TERRA.WIRE
Global warming threatens to kill off a quarter of all life on land by 2050: study
PARIS (AFP) Jan 07, 2004
Over one million plants and animals -- a quarter of all life on land -- could become extinct in just decades due to man-made climate change, scientists say.

The main culprit for this change, they say in an article due out Thursday in the British journal Nature, is greenhouses gases, which are churned out by automobiles and industry and trap heat in the earth's atmosphere.

"An immediate and progressive switch to technologies that produce little or no new greenhouse gases, combined with active removal of carbon dioxide from the atmosphere, could save a million or more species from extinction," lead author Chris Thomas, a biologist from University of Leeds, said in a statement.

Thomas's team studied six regions rich in biodiversity, representing 20 percent of the planet's land area, and made projections for the survival of 1,103 species between 1990 and 2050, using elaborate computer models.

Three scenarios for expected climate change were used in the computer models -- a minimum expected rise between 0.8 and 1.7 degrees Celsius (1.4 and 3.1 degrees Fahrenheit) per year until 2050; a mid-range scenario with temperature increases of 1.8-2.0 degrees; and the maximum rise, when the Earth's average climes rise by over 2.0 degrees per year.

Australia, one of the regions studied, would lose over half of its more than 400 butterfly species by 2050, thanks to global warming.

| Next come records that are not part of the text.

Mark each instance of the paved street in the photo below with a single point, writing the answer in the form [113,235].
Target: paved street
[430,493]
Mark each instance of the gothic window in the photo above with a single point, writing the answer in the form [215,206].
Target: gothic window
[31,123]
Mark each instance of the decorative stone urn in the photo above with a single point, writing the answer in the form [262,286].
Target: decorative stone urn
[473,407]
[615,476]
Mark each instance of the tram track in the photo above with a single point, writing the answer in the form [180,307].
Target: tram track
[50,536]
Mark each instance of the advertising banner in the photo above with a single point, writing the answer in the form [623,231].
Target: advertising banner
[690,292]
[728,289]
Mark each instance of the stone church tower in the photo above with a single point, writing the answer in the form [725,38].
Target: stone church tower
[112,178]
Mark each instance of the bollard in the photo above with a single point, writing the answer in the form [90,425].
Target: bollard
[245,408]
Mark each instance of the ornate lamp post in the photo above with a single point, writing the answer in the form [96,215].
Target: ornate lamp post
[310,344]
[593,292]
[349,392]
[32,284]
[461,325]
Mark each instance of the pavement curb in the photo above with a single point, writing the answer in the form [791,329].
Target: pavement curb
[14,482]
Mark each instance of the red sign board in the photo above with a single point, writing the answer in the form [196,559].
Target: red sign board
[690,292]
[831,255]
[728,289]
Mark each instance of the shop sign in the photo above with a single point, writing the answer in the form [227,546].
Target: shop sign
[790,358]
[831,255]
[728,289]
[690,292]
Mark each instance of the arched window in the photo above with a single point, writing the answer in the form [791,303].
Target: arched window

Brazil's Cerrado area, a savannah-type area with a wealth of plant and animal species, could lose between 39 and 48 percent of its flora -- thousands of plants whose medical or scientific benefits will never be known.

The six regions studied by the scientists were Australia, Brazil, Costa Rica, Europe, Mexico and South Africa.

The head of the UN Environment Program, Klaus Toepfer, warned that "the figure of one million may be an underestimate", since it only counts the extinction of species due to climate change, without taking into account a "ripple effect" that could also kill off interdependent plants and animals.

Toepfer said humans would suffer from the consequences from global warning, the result of their dependence on fossil fuels.

"If one million species become extinct as a result of global warming, it is not just the plant and animal kingdoms and the beauty of the planet that will suffer.

"Billions of people, especially in the developing world, will suffer too as they rely on nature for such essential goods and services as food, shelter and medicines," he said.

Lee Hannah, a co-author of the study with the Washington-based Conservation International, said that species faced with a dangerously warm environment would naturally seek a cooler area, but this was no longer possible in many cases.

"If habitat destruction has already altered those habitats, the species will have no safe haven."

Not all of the million-plus species would disappear by 2050, Thomas said, but many would be in decline and en route to extinction.

The UN's Toepfer called the study an alarm which "underlines again to the world the importance of bringing into force the Kyoto Protocol", the international agreement to reduce greenhouse gas emissions which the United States has refused to adhere to.